In the Mideast, people still collect the sweet excretions (which is a nice word for phoo) of scale insects that feed on tamarisk. They call it “man” and make halva out of it. (Lest we feel superior in our culinary habits, a large portion of bee honey is actually honeydew harvested from the surface of plants.)
Aphids pierce the phloem tubes of plants with their sharp mouthparts and suck out the sugary goodies in transit there. (Phloem is the tube that transports food, mostly sugar to all parts of the plant. Xylem transports water.)
Aphids process this food and excrete drops (honeydew) rich in sugars, free amino acids (the building blocks of proteins), proteins, minerals and vitamins. Move over Whole Foods!

Some aphids shoot this waste away from their bodies, but other species of aphids have learned to excrete a drop on from their rear end when an ant taps them with foreleg or antennae. Then the ant eats it (and you thought humans were kinky!) Later, the ant will regurgitate part of the honeydew for it’s nest mates.
You could try this if you’re not worried about what the neighbors might think.
Sometimes aphids are called “ant cows”.
Ants like honeydew as much as the Israelites did. Through the winter, some ants take aphid eggs down into their colonies to protect them, bringing them up to graze in the springtime. If you look closely, you may see small cowboy hats on the ants… or maybe not.
Each aphid species has its own life cycle, but there are some features uniting nearly all of them.
One feature most species share is that they are incredibly prolific, worse than rabbits!
Wingless adult female aphids can produce 50 to 100 offspring. A newly born aphid becomes a reproducing adult within about a week and then can produce up to 5 offspring per day for up to 30 days!
If all the descendants of a single aphid survived the summer and were arranged four abreast, their line would exceed the circumference of the earth at the equator! Now that’s a lot of honeydew! Dentists LOVE them.
Even more amazing is that most of this reproduction takes place without the interference of males!
This is known as parthenogenesis. (From the Greek parthenos, “virgin”, + genesis, “creation”.)
When mother aphids reproduce parthenogenetically, instead of laying eggs they give birth directly to smaller editions of themselves. An “average” aphid life cycle goes a little something like this: (stop me if you’ve heard this one.)
In spring, an egg hatches, producing a wingless female aphid who almost immediately begins parthenogenetically producing new wingless females. Generation follows generation of wingless females; I think I saw one wearing “an aphid without a male is like a fish without a bicycle” tee shirt. Then hot weather arrives, or maybe the plant they are living on dies, some of the females grow wings and fly off. I wish I could do that!
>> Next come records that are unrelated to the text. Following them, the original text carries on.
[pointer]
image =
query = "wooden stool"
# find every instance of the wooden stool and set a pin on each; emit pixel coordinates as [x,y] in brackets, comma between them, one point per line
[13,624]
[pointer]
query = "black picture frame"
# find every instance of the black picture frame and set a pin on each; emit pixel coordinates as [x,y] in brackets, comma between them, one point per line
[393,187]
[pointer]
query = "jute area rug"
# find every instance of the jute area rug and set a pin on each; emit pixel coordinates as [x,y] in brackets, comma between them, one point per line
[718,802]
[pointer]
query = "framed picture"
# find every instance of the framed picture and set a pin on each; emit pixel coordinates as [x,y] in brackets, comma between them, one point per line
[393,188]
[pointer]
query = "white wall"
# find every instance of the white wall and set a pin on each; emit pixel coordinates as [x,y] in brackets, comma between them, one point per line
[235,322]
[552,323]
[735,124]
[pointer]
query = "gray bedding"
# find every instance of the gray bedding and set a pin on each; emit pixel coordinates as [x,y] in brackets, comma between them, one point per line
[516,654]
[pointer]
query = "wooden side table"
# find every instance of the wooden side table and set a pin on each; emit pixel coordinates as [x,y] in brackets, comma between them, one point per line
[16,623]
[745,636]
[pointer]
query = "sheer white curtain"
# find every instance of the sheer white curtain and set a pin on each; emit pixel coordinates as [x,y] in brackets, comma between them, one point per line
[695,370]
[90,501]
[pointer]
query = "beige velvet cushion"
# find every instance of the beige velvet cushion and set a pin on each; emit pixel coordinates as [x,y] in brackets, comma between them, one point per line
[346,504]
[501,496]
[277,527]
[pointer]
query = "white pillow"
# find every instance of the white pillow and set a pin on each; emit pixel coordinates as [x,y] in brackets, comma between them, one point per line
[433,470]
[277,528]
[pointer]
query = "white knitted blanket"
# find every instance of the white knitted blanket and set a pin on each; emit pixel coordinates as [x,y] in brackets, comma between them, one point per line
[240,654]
This new generation of female winged aphid find a plant host of a completely different species from that on which their spring generations have developed.
Typically, when it’s time to move back to the plant species on which aphid winters, (kind of like wintering in the Hamptons) some aphids develop into males.
Sexual reproduction takes place, but apparently, it’s nothing to write home about because when the eggs hatch (in the spring) there are no males in sight.
Try explaining that in Spanish! The kids take this in stride.
But the dads don’t like it. One said, “Thank God I’m not an aphid.”
Usually parthenogenesis is followed by a brief bout of sexual reproduction just to keep the gene pool fresh.